Using Data Science to Understand Suicide – Management of Suicidality

Posted on:February 24, 2020
Last Updated: October 10, 2020
Time to read: 3 minutes

This article is based on the talk by Dr Rina Dutta at RCPsychIC 2019. Dr Dutta is a Consultant Psychiatrist at the Affective Disorders Service, Maudsley Hospital and a Clinician Scientist Fellow of the Academy of Medical Sciences/the Health Foundation.

  • Data science in mental health research has many roles and includes the improvement of detection and the ability to screen high-risk patients. Many studies to date have been case studies with broad risk factors, e.g. bereavement, chronic illness, gender and family history. However, much less is known about the dynamic changes within an individual during their life.  
  • It is difficult to accurately quantify individual deaths within a small subgroup of high-risk individuals with mental health problems, and to do this requires a useful prediction tool with a move from traditional statistical modelling towards Machine Learning (ML) models. Existing risk assessment tools are not bespoke for the individual and often rely on summative, or threshold scores with no real predictive value, and data-driven methods are needed to work on real-world data.[Velupillai et al. 2019] 

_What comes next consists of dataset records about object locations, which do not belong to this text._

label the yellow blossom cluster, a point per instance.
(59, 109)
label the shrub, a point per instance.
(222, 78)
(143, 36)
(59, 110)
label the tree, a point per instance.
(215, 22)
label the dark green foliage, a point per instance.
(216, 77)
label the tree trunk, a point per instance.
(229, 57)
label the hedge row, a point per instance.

  • Mental health signs and symptoms are not well captured in structured data in Electronic Health Records (EHRs). There is a high volume of free text written with considerable variability in the quality of records kept.[Roberts. 2017]

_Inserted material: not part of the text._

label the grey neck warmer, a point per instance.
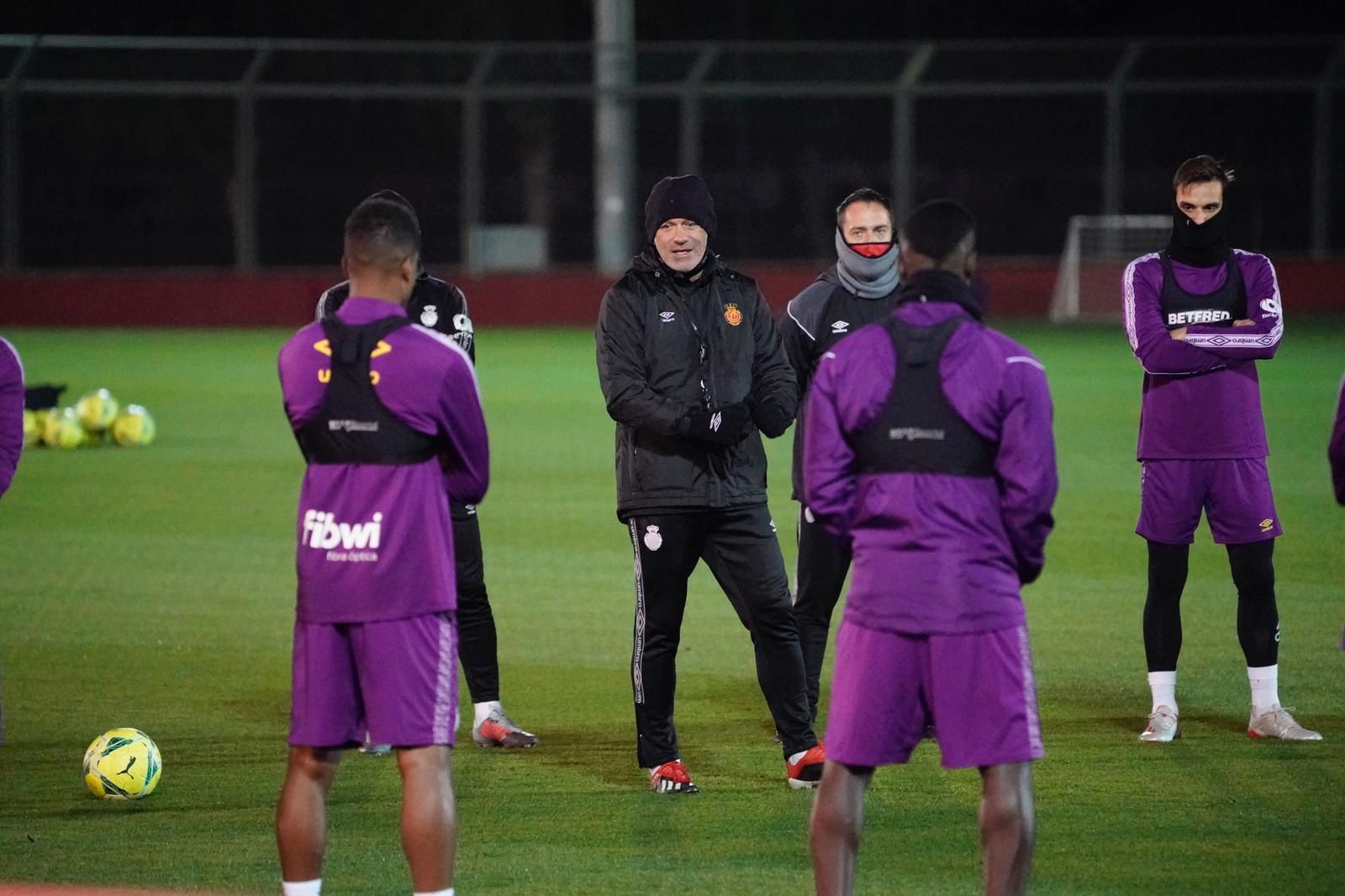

  • The EHR can also contain bias – gender/diagnosis and differences between clinicians in how they use the verbatim “quotation” of the patient experience. The use of adverbs, lexical markers, syntax, and grammar are challenges in how clinicians phrase suicide attempts. 
  • The association of language use and later risk of suicide has been investigated. A data-driven study of suicidality using Natural Language Processing (NLP) applied standard Cox-regression modelling to reveal a 30% reduction in suicide when the clinician expressed positive sentiment during the admission.[McCoy et al. 2016]   

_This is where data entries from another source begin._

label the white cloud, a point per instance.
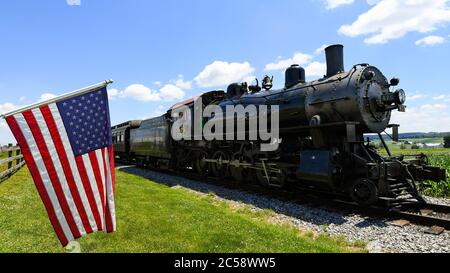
(445, 98)
(321, 49)
(316, 69)
(113, 93)
(221, 73)
(47, 96)
(7, 107)
(393, 19)
(73, 2)
(415, 97)
(171, 92)
(141, 93)
(5, 134)
(430, 41)
(312, 68)
(332, 4)
(298, 58)
(423, 119)
(181, 83)
(433, 107)
(440, 97)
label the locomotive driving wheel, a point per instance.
(239, 173)
(275, 179)
(364, 192)
(219, 168)
(200, 166)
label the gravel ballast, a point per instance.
(379, 234)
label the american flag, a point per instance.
(68, 149)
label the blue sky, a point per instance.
(159, 52)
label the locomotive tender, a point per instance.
(321, 137)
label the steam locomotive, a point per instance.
(321, 137)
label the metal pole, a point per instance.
(65, 96)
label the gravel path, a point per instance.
(378, 233)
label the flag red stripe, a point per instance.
(46, 113)
(112, 167)
(108, 218)
(37, 178)
(88, 189)
(40, 142)
(98, 177)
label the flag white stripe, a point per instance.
(109, 190)
(26, 131)
(93, 182)
(73, 165)
(54, 157)
(101, 162)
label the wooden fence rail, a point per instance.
(14, 160)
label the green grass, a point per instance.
(156, 218)
(439, 157)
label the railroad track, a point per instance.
(424, 214)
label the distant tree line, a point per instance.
(447, 141)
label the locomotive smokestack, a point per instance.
(335, 59)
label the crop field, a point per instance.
(439, 157)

  • Another study of US Veterans’ suicide risk used NLP to identify changes in referencing – how patients are referred to in the EHR text and how many third-person pronouns are used in the year prior to suicide. Findings showed that the relative frequency of distancing language increased prior to suicide.[Leonard Westgate et al. 2015] 
  • Studies that used Machine Learning (ML) to predict suicidal behaviour [Barak-Corren et al. 2017] and risk of suicide [Walsh et al. 2018] attempt to use the Bayesian ML and Random Forest approach, respectively. The former study using longitudinal EHR data used information from structured fields but not NLP – sensitivity was only 33-45%, but they were able to give an early prediction of 3-4 years in advance of the risk of suicide in some individuals. The latter study using machine learning showed a higher sensitivity of 94-96% and accuracy improved from 720 days to 7 days before the suicide attempt. 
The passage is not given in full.